Et tandis que le Japonais Katsuta, en proie à des soucis d’interphone et de buée sur le pare-brise de sa Yaris GR Rally1, concédait déjà plus d’une minute (+ 1:15.7) les pertes chronométriques dans le camp des Hyundai étaient déjà massives !

« Je n’ai vraiment jamais vu ça ! Je ne trouve d’ailleurs pas les mots pour décrire ça, soupirait Thierry Neuville à son arrivée, à la sortie de l’enfer. Nous n’étions d’évidence pas dans la meilleure position au départ, vu ces conditions ! Il aurait fallu un bateau ou un char d’assaut, mais pas d’une voiture de rallye ! J’ai vraiment essayé au maximum tout en restant calme, car on ne sait jamais ce qui nous attend au détour d’un virage ou au moment du freinage. En revanche je trouve anormal que nous perdions autant de temps. Dans les 7 derniers kilomètres, nous concédons plus de 30 secondes, je ne comprends pas comment.

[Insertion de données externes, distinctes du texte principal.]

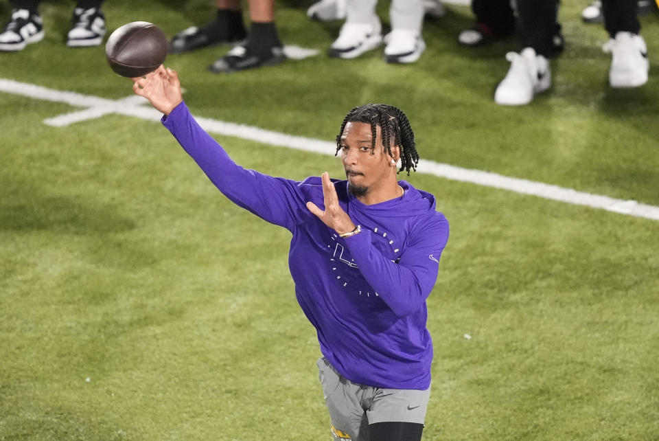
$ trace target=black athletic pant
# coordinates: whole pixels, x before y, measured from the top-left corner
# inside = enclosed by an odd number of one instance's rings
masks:
[[[476,21],[487,26],[494,35],[508,35],[515,30],[515,14],[510,0],[472,0]]]
[[[558,0],[517,0],[517,31],[522,47],[533,47],[544,56],[555,54],[554,36],[560,31],[557,22]],[[613,37],[616,32],[638,34],[640,24],[637,17],[637,0],[602,0],[606,30]],[[476,21],[487,25],[496,34],[505,34],[514,23],[510,0],[473,0],[472,10]]]
[[[604,14],[604,26],[612,37],[621,31],[632,34],[640,31],[636,0],[602,0],[602,12]]]
[[[31,12],[36,12],[41,0],[11,0],[12,7],[14,9],[27,9]],[[103,0],[76,0],[76,6],[89,9],[99,8]]]

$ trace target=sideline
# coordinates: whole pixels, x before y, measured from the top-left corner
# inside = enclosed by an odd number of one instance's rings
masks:
[[[77,111],[47,118],[44,123],[56,127],[91,119],[99,118],[109,113],[132,116],[148,121],[159,122],[162,114],[152,107],[143,106],[146,100],[137,95],[130,95],[120,100],[108,100],[75,92],[47,89],[41,86],[0,78],[0,92],[68,104],[74,107],[82,107]],[[199,124],[209,133],[224,136],[234,136],[244,139],[256,141],[262,144],[287,147],[295,150],[333,155],[336,145],[334,142],[293,136],[258,127],[226,122],[195,116]],[[454,166],[421,159],[419,162],[418,173],[432,174],[453,181],[468,182],[486,187],[507,190],[522,194],[530,194],[552,201],[559,201],[577,205],[626,214],[638,218],[659,220],[659,207],[639,203],[634,200],[616,199],[608,196],[579,192],[526,179],[511,178],[496,173],[477,170],[461,168]]]

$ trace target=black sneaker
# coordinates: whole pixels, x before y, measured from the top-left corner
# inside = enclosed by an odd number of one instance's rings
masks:
[[[262,56],[253,53],[246,46],[236,46],[223,58],[218,59],[208,67],[214,74],[235,72],[262,66],[278,65],[286,59],[284,48],[275,46],[270,49],[270,56]]]
[[[12,18],[0,34],[0,51],[22,50],[26,45],[43,40],[43,20],[27,9],[14,9]]]
[[[247,31],[244,26],[237,27],[229,32],[213,20],[201,27],[192,26],[174,35],[170,42],[168,52],[170,54],[181,54],[222,43],[240,44],[246,38]]]
[[[107,30],[105,16],[97,8],[76,8],[73,10],[73,27],[67,36],[69,47],[98,46],[103,42]]]

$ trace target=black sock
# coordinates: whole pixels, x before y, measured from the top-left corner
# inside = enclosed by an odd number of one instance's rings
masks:
[[[273,47],[281,47],[281,41],[277,34],[277,27],[272,21],[266,23],[252,22],[249,28],[249,41],[247,51],[257,56],[272,56]]]

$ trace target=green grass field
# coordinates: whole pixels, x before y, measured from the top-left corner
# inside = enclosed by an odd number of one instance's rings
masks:
[[[146,20],[172,35],[211,3],[104,10],[111,30]],[[588,2],[564,1],[551,93],[505,108],[492,94],[516,43],[459,46],[467,8],[427,21],[426,53],[397,66],[380,51],[327,58],[340,23],[308,20],[310,3],[282,1],[277,18],[316,57],[216,76],[205,67],[226,47],[170,56],[192,111],[330,141],[351,108],[386,102],[408,114],[422,158],[659,205],[659,15],[642,19],[649,83],[616,91],[605,32],[579,20]],[[0,78],[129,96],[102,48],[64,45],[72,4],[42,5],[45,41],[0,54]],[[0,93],[0,440],[330,440],[289,234],[229,203],[155,122],[43,122],[77,110]],[[342,175],[330,156],[216,137],[266,173]],[[424,439],[659,440],[659,222],[408,179],[451,224],[428,299]]]

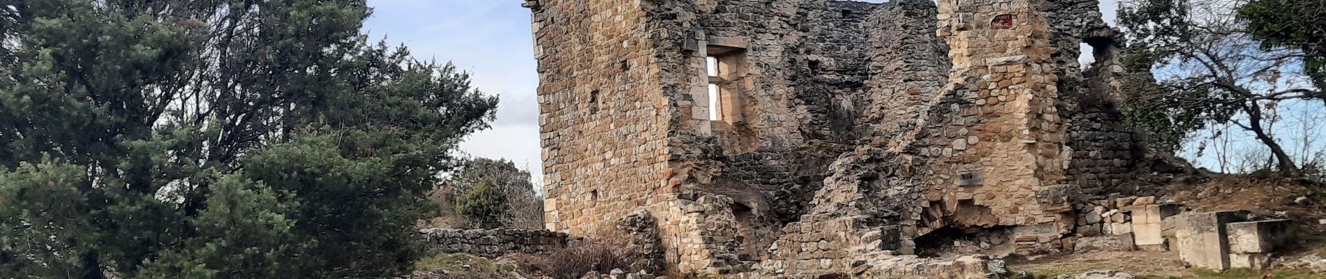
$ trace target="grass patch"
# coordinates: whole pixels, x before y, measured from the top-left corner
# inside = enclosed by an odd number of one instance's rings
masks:
[[[514,263],[497,262],[471,254],[439,253],[415,262],[418,271],[446,271],[448,275],[460,278],[503,278],[505,274],[518,270]]]
[[[1249,268],[1233,268],[1225,272],[1199,268],[1193,274],[1196,274],[1196,276],[1193,276],[1195,279],[1261,279],[1261,278],[1323,279],[1326,278],[1326,275],[1313,274],[1309,270],[1276,270],[1269,274],[1270,276],[1266,276],[1268,274],[1260,270],[1249,270]]]
[[[1026,279],[1052,279],[1058,275],[1079,275],[1087,271],[1078,270],[1029,270],[1030,278]],[[1132,274],[1139,279],[1326,279],[1326,275],[1313,274],[1310,270],[1276,270],[1268,276],[1266,272],[1260,270],[1249,268],[1233,268],[1225,272],[1207,270],[1207,268],[1193,268],[1191,275],[1183,276],[1156,276],[1146,274]]]

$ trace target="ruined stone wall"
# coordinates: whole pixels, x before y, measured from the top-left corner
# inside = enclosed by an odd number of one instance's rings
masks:
[[[533,9],[548,229],[611,227],[663,181],[670,114],[634,0],[526,1]],[[605,226],[606,223],[606,226]]]
[[[549,229],[634,212],[671,272],[887,274],[859,263],[944,229],[1052,251],[1074,205],[1136,188],[1095,0],[526,5]],[[1085,71],[1083,41],[1107,46]],[[737,61],[719,107],[709,52]]]
[[[493,229],[427,229],[423,234],[428,249],[442,253],[468,253],[497,258],[508,253],[544,253],[566,247],[568,235],[546,230]]]

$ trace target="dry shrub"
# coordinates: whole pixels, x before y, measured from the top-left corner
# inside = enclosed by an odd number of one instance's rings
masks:
[[[638,258],[630,249],[631,235],[617,230],[595,235],[598,238],[572,241],[565,249],[521,255],[517,260],[529,272],[553,279],[579,279],[589,271],[607,274],[613,268],[631,272],[631,262]]]

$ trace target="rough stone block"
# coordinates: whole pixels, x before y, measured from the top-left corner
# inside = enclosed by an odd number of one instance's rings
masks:
[[[1289,219],[1228,223],[1225,229],[1229,231],[1229,253],[1273,253],[1290,238],[1289,227]]]
[[[1175,216],[1179,259],[1212,270],[1229,270],[1225,223],[1246,219],[1246,212],[1208,212]]]
[[[1229,267],[1253,270],[1270,268],[1270,254],[1229,254]]]
[[[1171,216],[1179,214],[1179,204],[1160,204],[1136,206],[1132,209],[1134,223],[1159,223]]]

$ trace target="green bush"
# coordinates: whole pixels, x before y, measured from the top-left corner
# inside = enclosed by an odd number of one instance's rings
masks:
[[[456,212],[465,216],[475,226],[493,229],[503,225],[507,210],[507,193],[488,181],[475,184],[464,196],[456,197]]]

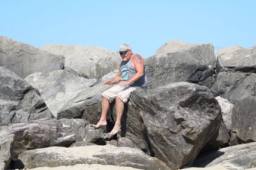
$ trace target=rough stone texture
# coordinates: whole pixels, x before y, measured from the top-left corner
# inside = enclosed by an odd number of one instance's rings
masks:
[[[228,131],[224,123],[221,122],[218,133],[210,140],[204,148],[204,150],[219,149],[229,146],[228,142],[230,139]]]
[[[76,142],[71,130],[63,127],[60,120],[54,118],[12,124],[10,130],[15,136],[12,148],[14,159],[26,150],[52,146],[69,146]]]
[[[57,113],[57,118],[81,118],[91,124],[97,124],[101,115],[101,93],[111,87],[100,82],[84,89],[66,103]]]
[[[24,79],[0,67],[0,125],[52,118],[45,103]]]
[[[94,85],[97,80],[83,78],[81,74],[70,69],[45,74],[34,73],[27,76],[25,80],[38,90],[56,118],[58,112],[66,109],[70,101],[86,89]],[[74,116],[72,118],[81,117],[77,115],[80,113],[75,112],[73,114]]]
[[[173,169],[193,161],[221,122],[208,89],[188,82],[134,91],[130,102],[125,137]]]
[[[141,170],[141,169],[131,167],[124,167],[111,165],[100,164],[76,164],[69,166],[58,166],[54,167],[42,167],[31,169],[33,170]]]
[[[14,135],[9,126],[0,126],[0,169],[6,169],[11,162],[11,148]]]
[[[83,141],[86,134],[86,129],[89,125],[89,122],[81,118],[61,118],[60,121],[62,124],[63,128],[71,130],[72,134],[76,135],[76,141]]]
[[[255,96],[255,73],[221,72],[211,91],[214,96],[220,96],[235,104],[248,96]]]
[[[214,80],[214,62],[211,44],[169,41],[147,60],[148,87],[183,81],[211,87]]]
[[[65,67],[81,71],[89,78],[100,78],[116,69],[121,62],[118,53],[102,47],[48,44],[41,49],[65,56]]]
[[[170,169],[162,161],[138,149],[111,145],[36,149],[24,152],[19,158],[25,169],[99,164],[142,169]]]
[[[220,96],[217,96],[215,99],[219,103],[221,108],[222,120],[226,126],[227,130],[231,130],[231,118],[233,111],[234,104],[230,103],[228,100],[222,98]]]
[[[256,46],[248,49],[231,47],[218,54],[216,71],[256,73]]]
[[[61,69],[64,62],[63,56],[0,36],[0,66],[12,70],[22,78],[33,73]]]
[[[256,141],[255,103],[256,97],[250,96],[238,101],[234,107],[232,132],[239,143]]]
[[[238,145],[221,148],[195,162],[198,167],[221,166],[228,169],[246,169],[256,167],[256,143]]]
[[[138,148],[140,147],[134,143],[132,140],[127,138],[120,138],[117,142],[117,146],[118,147],[129,147],[132,148]]]

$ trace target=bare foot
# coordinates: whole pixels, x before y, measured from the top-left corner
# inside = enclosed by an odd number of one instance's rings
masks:
[[[106,125],[107,125],[107,121],[99,120],[99,122],[97,124],[97,125],[92,125],[92,126],[94,127],[94,129],[99,129],[101,126],[104,126]]]
[[[118,132],[119,129],[121,128],[121,125],[115,124],[112,131],[109,132],[110,134],[114,136]]]

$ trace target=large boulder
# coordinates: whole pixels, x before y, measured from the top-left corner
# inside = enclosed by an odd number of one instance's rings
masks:
[[[33,73],[25,80],[38,90],[56,118],[58,112],[66,110],[67,104],[70,101],[80,92],[94,85],[97,81],[96,79],[84,78],[79,73],[70,69],[54,71],[49,73]],[[76,116],[77,113],[72,113],[74,116],[72,118],[79,117]]]
[[[97,46],[82,46],[48,44],[43,50],[65,58],[65,67],[84,73],[88,78],[99,78],[116,69],[121,57],[116,52]]]
[[[239,101],[232,115],[232,145],[256,141],[256,97]]]
[[[0,126],[0,169],[6,169],[11,162],[11,148],[14,135],[9,126]]]
[[[159,159],[141,150],[111,145],[72,148],[51,147],[28,150],[19,157],[25,169],[74,166],[77,164],[118,165],[142,169],[170,169]]]
[[[0,125],[53,117],[36,90],[24,79],[0,67]]]
[[[184,81],[211,87],[214,80],[214,62],[211,44],[169,41],[147,60],[148,87]]]
[[[0,36],[0,66],[22,78],[37,72],[61,69],[65,59],[10,38]]]
[[[235,104],[237,101],[255,95],[256,74],[221,72],[211,88],[215,96],[220,96]]]
[[[133,92],[124,115],[123,135],[172,169],[193,162],[221,122],[212,93],[188,82]]]
[[[229,146],[202,155],[196,159],[194,166],[206,167],[223,167],[237,170],[255,167],[256,143]]]
[[[231,46],[216,52],[216,71],[256,73],[256,46]]]

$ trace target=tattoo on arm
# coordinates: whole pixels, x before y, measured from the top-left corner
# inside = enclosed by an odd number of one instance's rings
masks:
[[[136,62],[137,64],[138,64],[140,65],[142,64],[141,59],[138,57],[136,57]]]

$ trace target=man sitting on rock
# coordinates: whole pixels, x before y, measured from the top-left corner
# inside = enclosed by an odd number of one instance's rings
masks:
[[[134,54],[127,44],[120,46],[119,53],[122,61],[118,73],[113,79],[106,81],[105,83],[112,85],[120,83],[102,94],[100,119],[96,125],[93,125],[95,129],[107,125],[107,115],[110,103],[115,99],[116,120],[113,129],[109,133],[111,137],[116,134],[121,127],[121,118],[124,104],[127,102],[131,92],[140,88],[147,89],[147,87],[144,60],[142,57],[138,54]]]

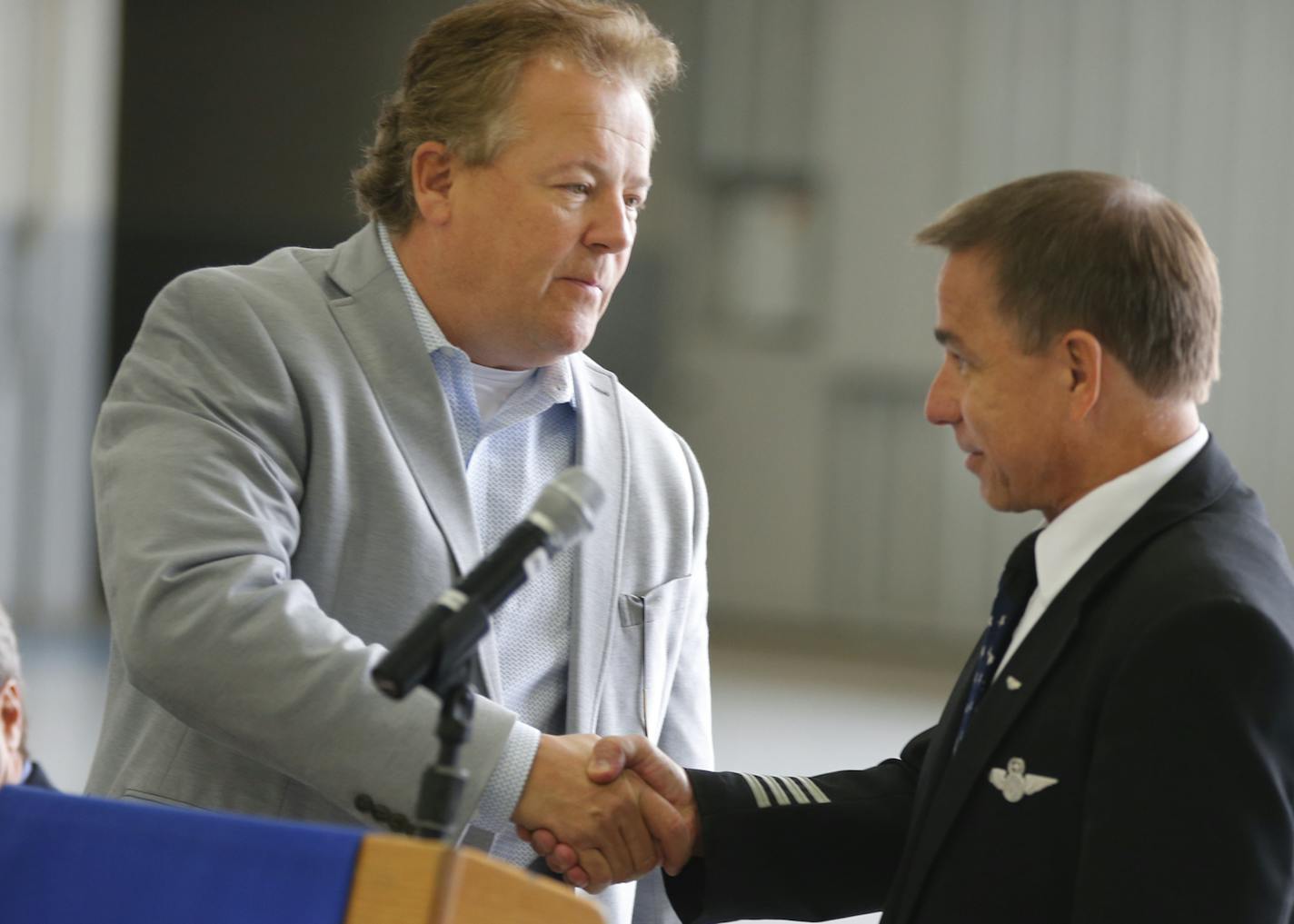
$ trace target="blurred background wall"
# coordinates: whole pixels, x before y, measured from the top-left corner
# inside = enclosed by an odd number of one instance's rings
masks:
[[[0,598],[28,644],[102,638],[85,457],[149,300],[349,234],[377,102],[452,5],[0,3]],[[1031,519],[987,511],[923,419],[941,258],[908,241],[1026,173],[1130,173],[1193,210],[1225,294],[1205,421],[1294,536],[1294,5],[642,5],[688,72],[590,352],[707,472],[718,652],[927,664],[942,695]]]

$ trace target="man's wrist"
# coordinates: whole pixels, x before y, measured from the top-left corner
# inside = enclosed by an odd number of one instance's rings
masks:
[[[512,830],[512,813],[525,789],[534,765],[534,754],[540,749],[540,730],[524,722],[514,722],[509,731],[503,753],[490,771],[476,808],[475,820],[483,828],[494,832]]]

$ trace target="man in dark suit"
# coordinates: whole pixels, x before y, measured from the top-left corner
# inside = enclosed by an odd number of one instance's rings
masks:
[[[1141,182],[1062,172],[917,241],[947,251],[927,417],[990,506],[1046,518],[939,723],[811,779],[685,774],[642,739],[604,739],[590,775],[631,766],[683,808],[656,835],[685,923],[1291,920],[1294,576],[1197,415],[1203,236]]]
[[[9,613],[0,606],[0,786],[22,783],[53,789],[27,756],[27,713],[22,708],[22,663]]]

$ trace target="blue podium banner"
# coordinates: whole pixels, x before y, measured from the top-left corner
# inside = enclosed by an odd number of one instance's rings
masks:
[[[364,832],[0,788],[5,924],[342,924]]]

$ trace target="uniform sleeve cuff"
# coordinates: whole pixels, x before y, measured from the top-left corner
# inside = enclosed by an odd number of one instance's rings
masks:
[[[521,798],[525,780],[531,776],[531,765],[534,764],[538,749],[540,730],[514,722],[503,754],[494,765],[476,806],[476,824],[496,833],[512,830],[512,813]]]

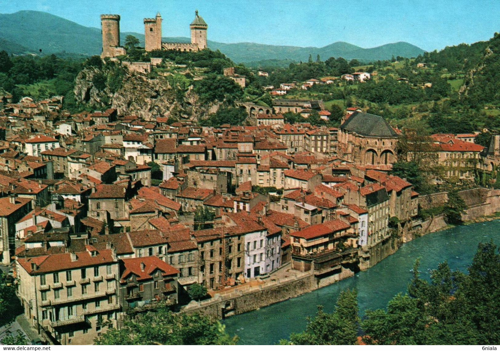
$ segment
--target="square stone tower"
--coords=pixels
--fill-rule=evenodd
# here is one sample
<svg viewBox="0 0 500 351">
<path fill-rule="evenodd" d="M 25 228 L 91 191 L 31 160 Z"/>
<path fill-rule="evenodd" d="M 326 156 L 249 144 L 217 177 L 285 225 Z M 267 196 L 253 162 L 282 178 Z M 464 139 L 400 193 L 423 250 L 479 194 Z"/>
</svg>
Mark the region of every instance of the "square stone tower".
<svg viewBox="0 0 500 351">
<path fill-rule="evenodd" d="M 158 12 L 154 18 L 144 18 L 146 51 L 162 50 L 162 16 Z"/>
<path fill-rule="evenodd" d="M 198 16 L 198 10 L 194 12 L 194 20 L 190 26 L 191 28 L 191 44 L 198 46 L 198 50 L 206 48 L 206 30 L 208 24 L 203 18 Z"/>
</svg>

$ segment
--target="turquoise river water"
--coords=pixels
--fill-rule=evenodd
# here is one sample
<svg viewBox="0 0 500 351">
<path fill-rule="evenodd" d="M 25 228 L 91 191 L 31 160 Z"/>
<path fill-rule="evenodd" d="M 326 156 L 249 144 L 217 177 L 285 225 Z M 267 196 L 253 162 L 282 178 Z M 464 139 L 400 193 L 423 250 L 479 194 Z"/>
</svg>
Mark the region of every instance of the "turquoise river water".
<svg viewBox="0 0 500 351">
<path fill-rule="evenodd" d="M 386 306 L 394 295 L 406 292 L 415 260 L 420 258 L 422 278 L 445 260 L 452 270 L 466 272 L 478 244 L 490 239 L 500 245 L 500 220 L 461 226 L 428 234 L 404 244 L 394 254 L 354 276 L 297 298 L 260 310 L 230 317 L 224 321 L 230 335 L 240 338 L 240 344 L 274 344 L 290 334 L 305 329 L 306 317 L 314 315 L 316 306 L 331 312 L 339 293 L 356 288 L 360 314 L 367 309 Z"/>
</svg>

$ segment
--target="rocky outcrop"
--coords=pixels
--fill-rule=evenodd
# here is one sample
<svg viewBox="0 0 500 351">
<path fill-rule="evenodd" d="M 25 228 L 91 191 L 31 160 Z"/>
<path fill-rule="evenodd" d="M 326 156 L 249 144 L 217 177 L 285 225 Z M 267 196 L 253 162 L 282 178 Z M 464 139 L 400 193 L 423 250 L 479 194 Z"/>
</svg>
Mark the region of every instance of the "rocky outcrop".
<svg viewBox="0 0 500 351">
<path fill-rule="evenodd" d="M 118 114 L 198 120 L 217 111 L 220 104 L 200 104 L 192 86 L 172 86 L 169 77 L 130 72 L 117 62 L 86 67 L 76 77 L 77 102 L 94 110 L 115 108 Z"/>
</svg>

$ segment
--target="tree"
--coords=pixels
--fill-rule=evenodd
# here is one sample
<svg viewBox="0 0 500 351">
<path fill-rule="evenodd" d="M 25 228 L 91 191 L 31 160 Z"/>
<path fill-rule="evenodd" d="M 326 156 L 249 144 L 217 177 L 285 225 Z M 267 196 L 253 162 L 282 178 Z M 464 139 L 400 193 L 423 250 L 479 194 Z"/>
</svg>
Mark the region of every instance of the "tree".
<svg viewBox="0 0 500 351">
<path fill-rule="evenodd" d="M 492 134 L 489 132 L 485 132 L 478 134 L 474 140 L 474 142 L 485 148 L 488 148 L 491 140 Z"/>
<path fill-rule="evenodd" d="M 134 48 L 140 42 L 139 40 L 134 36 L 129 34 L 125 37 L 124 46 L 127 48 Z"/>
<path fill-rule="evenodd" d="M 94 340 L 96 345 L 236 344 L 224 326 L 198 314 L 174 314 L 166 308 L 126 320 L 122 328 L 110 329 Z"/>
<path fill-rule="evenodd" d="M 12 312 L 16 307 L 16 288 L 12 278 L 0 270 L 0 321 L 8 322 L 15 316 Z"/>
<path fill-rule="evenodd" d="M 466 208 L 465 202 L 456 188 L 452 188 L 448 192 L 448 201 L 444 205 L 444 216 L 447 222 L 460 224 L 462 213 Z"/>
<path fill-rule="evenodd" d="M 18 330 L 17 335 L 12 335 L 10 332 L 7 332 L 7 336 L 0 342 L 4 345 L 27 345 L 28 340 L 20 330 Z"/>
<path fill-rule="evenodd" d="M 192 284 L 188 290 L 189 297 L 192 300 L 200 301 L 200 299 L 206 296 L 206 288 L 205 286 L 198 283 Z"/>
<path fill-rule="evenodd" d="M 342 292 L 337 299 L 335 310 L 325 312 L 318 306 L 314 318 L 308 318 L 306 331 L 290 336 L 296 345 L 354 345 L 358 341 L 360 322 L 358 294 L 355 290 Z M 285 343 L 284 340 L 282 342 Z"/>
<path fill-rule="evenodd" d="M 7 52 L 0 51 L 0 73 L 7 73 L 14 66 Z"/>
<path fill-rule="evenodd" d="M 414 162 L 396 162 L 392 164 L 390 174 L 402 178 L 406 178 L 408 182 L 413 185 L 416 192 L 422 192 L 426 187 L 426 180 L 418 165 Z"/>
</svg>

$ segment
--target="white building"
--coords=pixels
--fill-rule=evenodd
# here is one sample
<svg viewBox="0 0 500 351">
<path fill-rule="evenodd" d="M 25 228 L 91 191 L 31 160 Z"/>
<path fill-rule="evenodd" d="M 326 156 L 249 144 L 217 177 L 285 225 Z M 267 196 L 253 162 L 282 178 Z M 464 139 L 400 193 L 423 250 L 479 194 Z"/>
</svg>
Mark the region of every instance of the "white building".
<svg viewBox="0 0 500 351">
<path fill-rule="evenodd" d="M 24 152 L 30 156 L 41 156 L 41 152 L 59 147 L 59 142 L 46 136 L 38 135 L 24 140 Z"/>
<path fill-rule="evenodd" d="M 246 278 L 254 278 L 266 272 L 266 234 L 264 230 L 245 234 Z"/>
</svg>

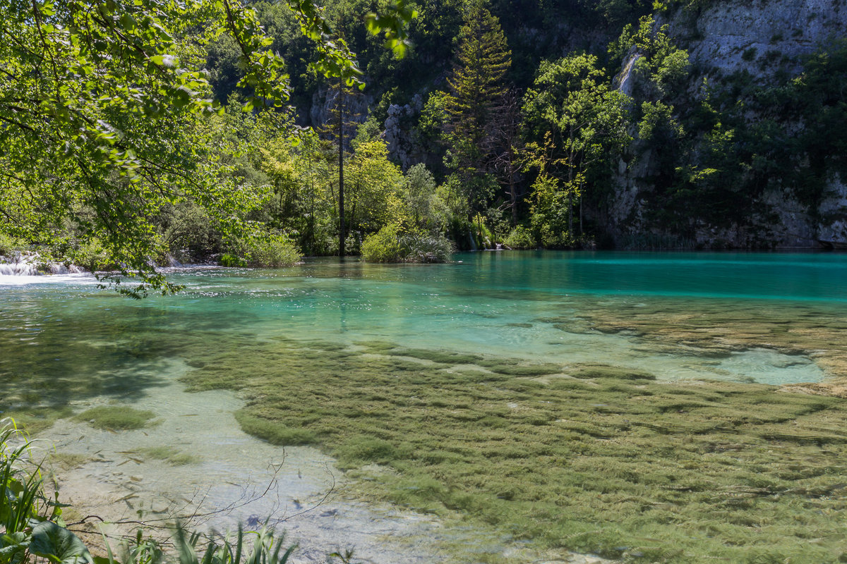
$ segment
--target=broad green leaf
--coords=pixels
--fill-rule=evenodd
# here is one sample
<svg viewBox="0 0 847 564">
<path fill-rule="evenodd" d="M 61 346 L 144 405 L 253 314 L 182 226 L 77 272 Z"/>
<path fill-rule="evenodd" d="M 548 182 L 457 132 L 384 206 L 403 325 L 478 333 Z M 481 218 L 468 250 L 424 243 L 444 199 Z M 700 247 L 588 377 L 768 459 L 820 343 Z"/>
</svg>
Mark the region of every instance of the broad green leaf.
<svg viewBox="0 0 847 564">
<path fill-rule="evenodd" d="M 93 564 L 94 561 L 79 537 L 52 521 L 44 521 L 32 528 L 30 552 L 56 564 Z"/>
</svg>

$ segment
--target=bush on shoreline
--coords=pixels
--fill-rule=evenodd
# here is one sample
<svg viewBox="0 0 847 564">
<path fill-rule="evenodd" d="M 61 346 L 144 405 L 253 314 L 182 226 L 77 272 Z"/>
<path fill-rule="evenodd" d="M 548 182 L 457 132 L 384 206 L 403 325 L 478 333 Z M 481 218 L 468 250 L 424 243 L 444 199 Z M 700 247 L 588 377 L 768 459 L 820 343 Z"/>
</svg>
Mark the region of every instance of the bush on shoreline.
<svg viewBox="0 0 847 564">
<path fill-rule="evenodd" d="M 453 244 L 444 235 L 405 231 L 396 224 L 386 225 L 362 244 L 362 256 L 367 262 L 447 262 L 452 252 Z"/>
</svg>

Ceci dit, le rallye est long, beaucoup de choses peuvent encore arriver. « 

Comme ses équipiers Adrien Fourmaux et Esapekka Lappi, notre compatriote était relégué à plus de 2 minutes de Solberg, concédant près de 6 secondes au kilomètre au Suédois !

Les écarts se comptent en minutes !

Parti derrière Neuville, Sébastien Ogier était, dans des conditions identiques, l’exception qui confirme la règle. Le nonuple champion du monde signait le 3e chrono de la spéciale, à 1:09 de son équipier et, seulement 39 secondes derrière Evans !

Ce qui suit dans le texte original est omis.